Thursday, May 19, 2016

50 Virginia students, parents, others to 4th Circuit: Uphold policy to protect privacy in restrooms


ADF files friend-of-the-court-brief asking for reversal of panel’s 2-1 decision against student privacy

RICHMOND, Va. – Alliance Defending Freedom attorneys filed a friend-of-the-court brief Wednesday with the full U.S. Court of Appeals for the 4th Circuit on behalf of 50 concerned parents, students, grandparents, and community members who support the Gloucester County School Board’s restroom policy. That policy protects students’ privacy and safety by reserving restrooms and locker rooms for members of the same biological sex, while providing an alternative private facility for students uncomfortable using a facility that corresponds with their sex.
A federal district court had ruled in favor of the school district in G.G. v. Gloucester County School Board, finding that its policy “seeks to protect an interest in bodily privacy that the Fourth Circuit has recognized as a constitutional right,” but a 4th Circuit panel nonetheless rejected that ruling 2-1 in April. The ADF brief, which the Family Foundation of Virginia also joined, asks the full 15-judge court to reverse that decision.
“Schools have a duty to protect the privacy and safety of all students. That’s a principle that numerous other courts—including the 4th Circuit itself—have previously upheld,” said ADF Senior Counsel Jeremy Tedesco. “It’s common sense that boys shouldn’t be in girls’ locker rooms, but furthermore, the school district’s policy is on solid legal ground because federal law specifically authorizes schools to have single-sex restrooms and locker rooms, as the judge who dissented from the panel’s decision rightly noted. We have asked the full 4th Circuit to reverse the panel’s ruling, which is out of step with the law and all previous federal court precedent.”
The ACLU of Virginia sued the school district over the policy in June of last year and asserted that the school board violated Title IX, a federal law, and the 14th Amendment’s Equal Protection Clause when the district declined to allow a female student to use the boys’ restrooms.
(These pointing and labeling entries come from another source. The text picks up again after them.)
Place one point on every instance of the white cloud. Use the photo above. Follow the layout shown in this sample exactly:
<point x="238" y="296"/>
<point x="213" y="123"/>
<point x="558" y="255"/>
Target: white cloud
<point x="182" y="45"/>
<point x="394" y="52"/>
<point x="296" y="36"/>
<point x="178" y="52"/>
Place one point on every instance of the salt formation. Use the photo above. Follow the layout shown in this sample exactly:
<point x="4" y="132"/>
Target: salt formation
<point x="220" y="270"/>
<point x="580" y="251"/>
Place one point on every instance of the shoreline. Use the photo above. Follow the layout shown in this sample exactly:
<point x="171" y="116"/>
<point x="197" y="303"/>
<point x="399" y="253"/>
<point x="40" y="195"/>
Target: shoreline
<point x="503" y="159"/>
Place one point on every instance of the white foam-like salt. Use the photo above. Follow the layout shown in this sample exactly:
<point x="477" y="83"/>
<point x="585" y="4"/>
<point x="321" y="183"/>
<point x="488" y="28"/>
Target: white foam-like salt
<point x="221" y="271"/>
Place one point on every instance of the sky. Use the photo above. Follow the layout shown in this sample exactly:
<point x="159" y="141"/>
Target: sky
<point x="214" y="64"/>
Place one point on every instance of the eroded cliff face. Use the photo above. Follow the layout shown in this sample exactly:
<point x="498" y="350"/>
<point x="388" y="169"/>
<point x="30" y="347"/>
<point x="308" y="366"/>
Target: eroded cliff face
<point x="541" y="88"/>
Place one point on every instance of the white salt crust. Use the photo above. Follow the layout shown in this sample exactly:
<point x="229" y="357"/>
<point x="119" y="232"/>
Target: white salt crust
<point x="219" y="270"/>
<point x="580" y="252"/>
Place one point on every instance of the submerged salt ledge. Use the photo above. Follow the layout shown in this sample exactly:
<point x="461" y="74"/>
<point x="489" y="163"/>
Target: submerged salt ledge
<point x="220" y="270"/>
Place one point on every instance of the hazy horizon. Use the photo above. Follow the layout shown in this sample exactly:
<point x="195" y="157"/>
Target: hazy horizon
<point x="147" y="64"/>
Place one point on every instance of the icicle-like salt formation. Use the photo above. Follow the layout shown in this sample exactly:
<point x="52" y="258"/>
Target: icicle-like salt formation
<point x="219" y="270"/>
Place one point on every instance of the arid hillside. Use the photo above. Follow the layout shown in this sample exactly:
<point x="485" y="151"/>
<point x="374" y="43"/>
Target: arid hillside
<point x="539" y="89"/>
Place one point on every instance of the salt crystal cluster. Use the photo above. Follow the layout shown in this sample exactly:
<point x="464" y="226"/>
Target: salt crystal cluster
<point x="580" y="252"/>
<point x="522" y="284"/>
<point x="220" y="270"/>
The U.S. departments of Education and Justice have also furthered this erroneous argument, and ADF recently filed lawsuits in North Carolina and Illinois against DOE and DOJ over their misinterpretation of the law, their lack of authority to change the law’s meaning, and the bullying tactics they are using to enforce their political will.
“Title IX, the federal law that this lawsuit cites in its attempt to overturn the school district’s policy, does just the opposite of what the ACLU is arguing,” explained ADF Legal Counsel Matt Sharp. “Title IX specifically authorizes schools to have separate restrooms and locker rooms for boys and girls. The policy accommodates students who aren’t comfortable using facilities designated for their biological sex without neglecting the established right of children to bodily privacy and safety.”
“Both the plain language of Title IX and its legislative history clearly indicate Congress’ intent to allow schools to maintain separate restrooms and locker rooms for boys and girls based on biological sex…,” the ADF brief states. “Nonetheless, DOE is holding ‘a gun to the head’ of Gloucester and other school districts across the country by threatening to revoke all of their federal education funding if the districts do not comply with this new definition of ‘sex….’ Physiological differences require distinctive and separate spaces, which is why the Title IX regulations expressly allow schools to ‘provide separate toilet, locker room, and shower facilities on the basis of sex….’ In situations where privacy or common sense dictates that biological boys and girls should be separated, Title IX allows schools to do just that. Numerous courts have recognized this fact.”